That’s the only thought that occurred to me when I read more about the planned movie reboot of Buffy the Vampire Slayer, which is going ahead without any involvement from Joss Whedon. (You know those two people named “Kuzui” who got producer credits on every episode of Buffy and its spin-off? They were the ones who made the original movie — their second and last big film project after 1988’s Tokyo Pop — and they, not Whedon, have the right to greenlight a new version of the franchise.) There will be much wailing and gnashing of teeth, followed either by a discovery that the movie is a) as bad as we all expect or b) less bad than we expected.
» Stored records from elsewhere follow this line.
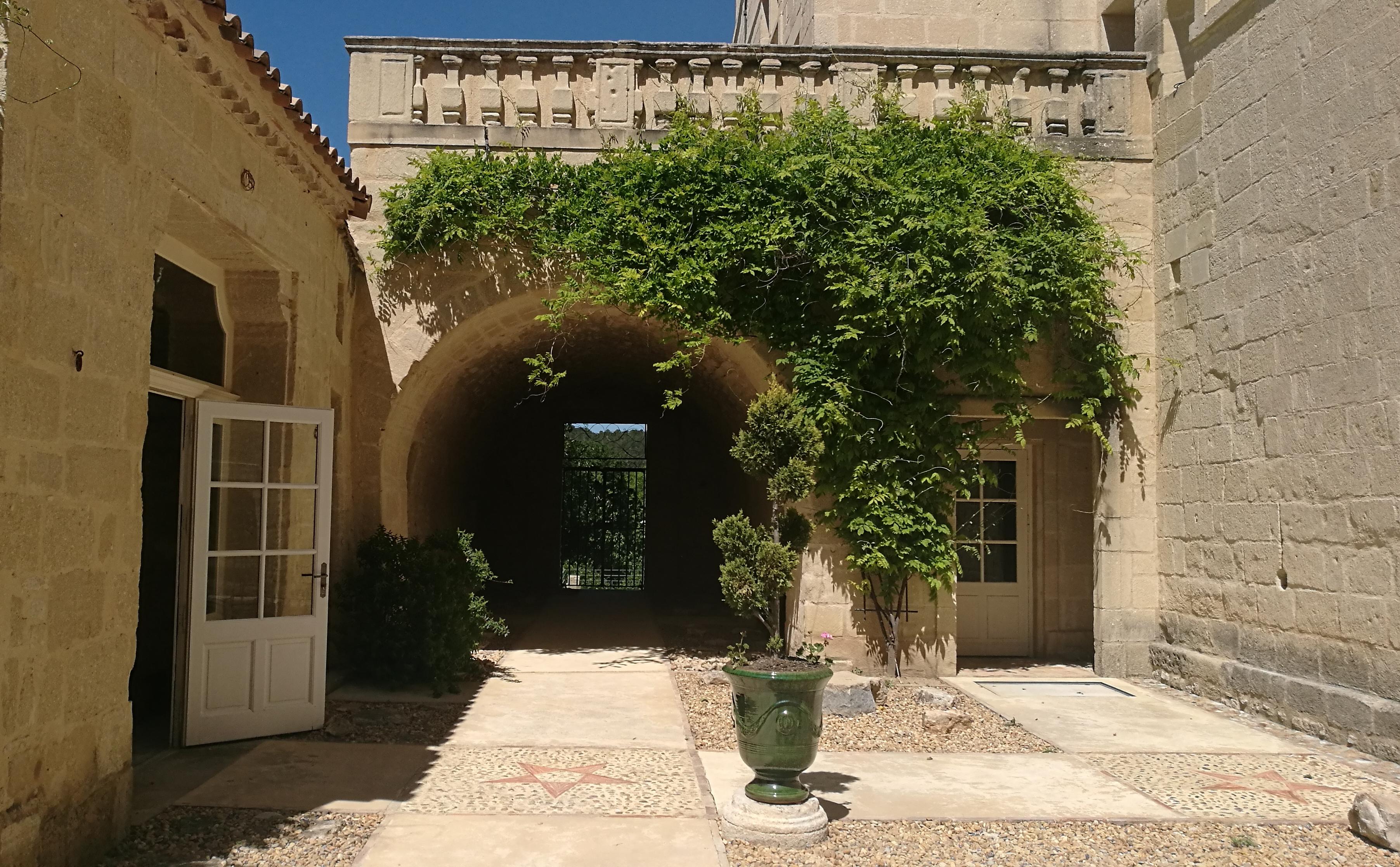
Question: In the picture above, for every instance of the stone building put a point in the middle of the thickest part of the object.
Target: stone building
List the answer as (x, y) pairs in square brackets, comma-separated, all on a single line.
[(460, 328), (173, 230), (185, 300)]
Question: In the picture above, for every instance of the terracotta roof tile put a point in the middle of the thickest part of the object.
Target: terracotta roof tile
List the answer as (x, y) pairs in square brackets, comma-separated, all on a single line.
[(271, 79)]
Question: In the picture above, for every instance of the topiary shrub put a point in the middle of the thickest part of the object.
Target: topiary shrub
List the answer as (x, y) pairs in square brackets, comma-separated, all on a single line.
[(779, 443), (414, 611)]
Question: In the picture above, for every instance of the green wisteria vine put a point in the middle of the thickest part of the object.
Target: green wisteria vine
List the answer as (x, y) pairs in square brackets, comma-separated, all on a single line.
[(894, 271)]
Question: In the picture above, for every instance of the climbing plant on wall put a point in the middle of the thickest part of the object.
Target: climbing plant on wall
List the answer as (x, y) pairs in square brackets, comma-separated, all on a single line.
[(894, 269)]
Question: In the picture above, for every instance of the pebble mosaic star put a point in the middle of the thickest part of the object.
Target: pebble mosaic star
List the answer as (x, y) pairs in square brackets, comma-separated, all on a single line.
[(556, 788), (1290, 791)]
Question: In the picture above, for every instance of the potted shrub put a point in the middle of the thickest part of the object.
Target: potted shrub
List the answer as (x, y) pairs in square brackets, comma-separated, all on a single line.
[(778, 697)]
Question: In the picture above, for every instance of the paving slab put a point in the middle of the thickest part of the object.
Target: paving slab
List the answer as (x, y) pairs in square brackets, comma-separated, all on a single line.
[(317, 775), (1129, 720), (411, 695), (621, 709), (558, 841), (965, 786), (1245, 788), (561, 781), (163, 781)]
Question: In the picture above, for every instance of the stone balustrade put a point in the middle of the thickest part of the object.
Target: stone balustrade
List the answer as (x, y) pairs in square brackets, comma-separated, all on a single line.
[(622, 89)]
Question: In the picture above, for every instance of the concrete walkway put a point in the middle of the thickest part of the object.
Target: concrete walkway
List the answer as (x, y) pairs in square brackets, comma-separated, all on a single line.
[(579, 754)]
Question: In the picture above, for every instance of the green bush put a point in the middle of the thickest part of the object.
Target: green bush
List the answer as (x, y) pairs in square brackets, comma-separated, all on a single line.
[(414, 610)]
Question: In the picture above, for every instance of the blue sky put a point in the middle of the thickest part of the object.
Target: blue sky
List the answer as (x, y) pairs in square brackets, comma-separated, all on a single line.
[(304, 37)]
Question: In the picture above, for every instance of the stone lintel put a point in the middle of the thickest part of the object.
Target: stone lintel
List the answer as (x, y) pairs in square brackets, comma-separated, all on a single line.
[(544, 138)]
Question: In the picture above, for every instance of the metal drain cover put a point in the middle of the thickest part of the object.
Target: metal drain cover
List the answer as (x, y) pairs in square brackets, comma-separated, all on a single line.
[(1053, 688)]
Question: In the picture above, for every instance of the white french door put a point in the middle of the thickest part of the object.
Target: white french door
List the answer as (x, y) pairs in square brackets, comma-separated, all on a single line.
[(260, 572), (995, 583)]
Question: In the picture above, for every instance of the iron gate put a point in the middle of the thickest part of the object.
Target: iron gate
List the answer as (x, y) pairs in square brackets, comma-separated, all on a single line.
[(604, 516)]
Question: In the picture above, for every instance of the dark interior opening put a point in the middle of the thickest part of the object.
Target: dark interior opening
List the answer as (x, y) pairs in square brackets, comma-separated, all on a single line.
[(187, 335), (489, 458), (603, 530), (152, 684)]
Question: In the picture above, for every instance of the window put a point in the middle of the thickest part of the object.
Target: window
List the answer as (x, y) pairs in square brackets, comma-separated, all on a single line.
[(986, 526), (187, 334), (1119, 26)]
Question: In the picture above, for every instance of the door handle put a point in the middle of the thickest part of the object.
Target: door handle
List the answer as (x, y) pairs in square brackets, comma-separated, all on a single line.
[(324, 576)]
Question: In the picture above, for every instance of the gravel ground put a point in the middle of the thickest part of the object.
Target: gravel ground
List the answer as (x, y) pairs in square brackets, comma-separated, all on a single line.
[(1097, 844), (896, 727), (218, 837), (386, 723)]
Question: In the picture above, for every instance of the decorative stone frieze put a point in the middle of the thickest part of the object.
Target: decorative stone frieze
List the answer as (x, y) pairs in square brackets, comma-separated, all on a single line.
[(421, 94), (1057, 108), (730, 97), (771, 101), (1105, 108), (908, 99), (664, 101), (1084, 100), (1020, 104), (699, 96), (527, 99), (562, 99), (944, 94), (618, 99), (454, 101), (808, 87), (856, 85)]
Either way, it will not be considered canonical by Buffy fans.
I would like to hope that if there is a new movie, it will take some of the pressure off the original film and get fans looking on it a little more kindly. The movie has plenty of flaws: Fran Kuzui didn’t see the project the same way Whedon did, and the result is a bit of a tonal mess as well as an early argument for why writers with very strong personalities were better off in television. (As in, if you want to do the story your way, you need to make a television series where you’re in control. In a feature film, the director tends to be in control.) It also doesn’t have much of the “high school as metaphor” idea that we associate with the franchise, because that was something the TV series added. And it alternates good scenes with mis-handled or poorly acted scenes. But is it a bad movie? Not as far as I’m concerned.
The reason the TV show got made at all was that the movie had an afterlife on home video, and that came about because viewers responded to the many good lines, the unusual if crude tonal mix — it doesn’t whiplash between serious and silly as adroitly as the series, but it is more serious than the marketing would lead you to expect, and the idea of playing an absurd idea sort of straight was a key part of the whole idea — and the satirical alternate approach to the clichés of horror movies and teen movies. Also, “Kill him a lot!” is one of the best lines in the entire franchise. I’d still take it over many episodes from the last two seasons of the series, and I’d like to think that the new movie will at least remind people that there can be something a lot worse than a movie that doesn’t turn out quite the way Joss Whedon wanted it.